森を出て馬車に揺られる事数時間。未だにミレーネは森がある方角を眺めていた。
「心配なら数日ぐらいなら残っても平気だったんだぞ」
「いえ、大丈夫です。私たちにはやるべき事がありますから。……それに父と母も探さないといけませんから」
「そうだな。それとミレーネの両親についてなんだがな」
「はい」
「俺の眷属たちに探させているから。もしかしたら近いうちに見つかるかもしれない」
「本当ですか!」
「ああ」
千夜のスキルの一つ魔物生成を使い捜索させているのだ。
「本当にセンヤさんはいつもずるいです」
「すまない。迷惑だったか?」
「そうではありません! そうやって嬉しい事ばかりしてくれるから何で返せば良いのか困るんです」
「そんな事か」
「そんな事って。私には重要な事なんですよ!」
真剣な面持ちで迫るミレーネ。
「すまない。別に俺はお返しを期待してしてるわけではない」
「だから困るんです」
「なら、返してくれるか?」
「何で返したら良いですか!」
「これで十分だ」
そっとミレーネに近づき優しく包むように抱きしめる。
「やはりミレーネは暖かいな」
「これは返しに入りませんよ」
「いや、これで十分返して貰っている。それどころか返しすぎなぐらいだ」
「そんな事は……」
「いや、こうやってミレーネを感じてられる。お前の温もりを感じられる。ここに愛するミレーネが居ると確認できる。それだけで俺は十分だ」
囁き掛けるように発せられた言葉にミレーネは嬉しさと恥ずかしさでどうして良いのか分からなくなり硬直する。
「やはり、ずるいです……」
「そうね。ずるいわね」
そんな二人のラブラブ空間を壊したのは羨ましそうに見つめる3人の妻たちだった。
「旦那様私たちが居ること忘れてない?」
「いや、忘れてないぞ」
「なら、もっと性質が悪いわね。妻たちの前でどうどうといちゃつくなんて」
「べ、別に、わ、私はそんなつもりでは!」
エリーゼの言葉にオドオドしながら否定しようとする。しかし表所は顔を赤くしながらもどこか嬉しそうであり、残念そうでもあった。

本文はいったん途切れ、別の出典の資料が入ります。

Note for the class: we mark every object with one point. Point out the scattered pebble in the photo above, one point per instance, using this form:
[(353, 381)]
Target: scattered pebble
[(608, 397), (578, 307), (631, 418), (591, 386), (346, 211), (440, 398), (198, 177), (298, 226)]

「ミレーネ、嘘は駄目じゃ。お主だってセンヤの背中に手を回しておったくせに」
「うっ」
クロエの言葉に反論できなくなる。
「そうですね。お二人には少しお仕置きが必要だと私は考えます」
冷静にしかしどこか不気味な笑みを浮かべるエルザ。
「そうね。それがいいわね」
「何が良いかのう」
「あ、あの……真剣に悩まなくても」
「「「裏切り者は黙ってて!」るのじゃ!」下さい!」
「はい……」
抜け駆けした事に心底お怒りのエリーゼたちの言葉にミレーネは肩を落とすのだった。
「ミレーネ」
「センヤさん……」
「二人で乗り越えたら大丈夫だ」
「そうですね」
再び幸せ空間が発動する。
「「「情けは無用のようね」じゃな」ですね」
「そ、そんな!」
嫉妬で憤怒する三人から呟かれた言葉にミレーネはその場に経たり込む。
その後、千夜とミレーネは日が暮れるまでお仕置きされたのだった。